November 10, 2025 11:11 | News

Whether Australia takes the road to prosperity or stays in the slow lane depends largely on fixing productivity, according to a top Reserve Bank official.

Australia’s economy faces three possible paths forward, RBA deputy governor Andrew Hauser told a room of investors on Monday.

And which route it takes will determine how many more rate cuts mortgage holders can expect.

The central bank’s second-in-command said Australia was undergoing an unusual recovery because the economy seemed to be running hotter and unemployment remaining lower than historical trends suggested would happen after a period of high interest rates.

Because of rapid growth in demand after the COVID-19 pandemic, the Reserve Bank deliberately keeping interest rates low to preserve jobs and weak growth in supply, the economy was already growing about as fast as it could without pushing inflation up.

RBA deputy governor Andrew Hauser
Reserve Bank deputy governor Andrew Hauser has laid out different paths for the Australian economy. (Lukas Coch/AAP PHOTOS)

Australia had been experiencing its “tightest economic backdrop” to a recovery since at least the early 1980s, Mr Hauser said in a speech to the UBS Australasia Conference.

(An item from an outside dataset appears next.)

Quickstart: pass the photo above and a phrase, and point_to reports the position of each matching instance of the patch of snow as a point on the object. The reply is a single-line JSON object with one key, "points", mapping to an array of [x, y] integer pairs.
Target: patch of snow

As a result, achieving the RBA’s goal of bringing inflation back to target over the medium term would require interest rates to stay relatively restrictive, he said.

But it remains unclear exactly how that will play out, Mr Hauser said.

One possibility is that inflationary pressures have been overstated. Perhaps the spike in inflation in the September quarter was entirely temporary, the labour market might not be as tight as feared or the global economy would turn south and activity slow.

That would give the central bank a bit more room than thought to cut rates further.

Construction
Persistent high building costs might be evidence suggesting above-target inflation is here to stay. (James Ross/AAP PHOTOS)

A second possibility is that the economy is “boxed in” by its capacity constraints and there’s little scope to grow without inflation remaining above target.

There’s some evidence to suggest the pick-up in inflation is more permanent – rises in construction costs and market services prices can be sticky, and financial conditions are no longer constraining activity.

Household spending might take off and global financial conditions, fuelled by the AI boom, prove resilient while strong iron ore prices continue to boost Australia’s economy.

“On that view, there may be little scope for demand growth to rise further without adding to inflationary pressures, and hence there may be little room for further policy easing,” Mr Hauser warned.

But if that view proved true, there was also a third track – an “escape route” – that Australia could choose to take.

Production line
Reviving business investment is key to growing productive capacity, the RBA’s deputy governor says. (James Ross/AAP PHOTOS)

To get out of its inflationary bind, Australia must find a way to grow the nation’s economic pie by boosting productivity.

Growth in productivity is already expected to bounce back modestly from current lows but the RBA only predicts it will recover to 0.7 per cent, which is lower than its historical average.

To further grow the economy’s productive capacity Australia must revive business investment, which has been flat over the past 18 months, Mr Hauser said.

“The bigger-picture challenge for the economy over the medium term, if we are to return to the sort of growth rates we have been used to, is how to create more supply capacity,” he said.

“If we fail to do so, we may find ourselves boxed in on the rail. If we succeed, we could be off to the races.”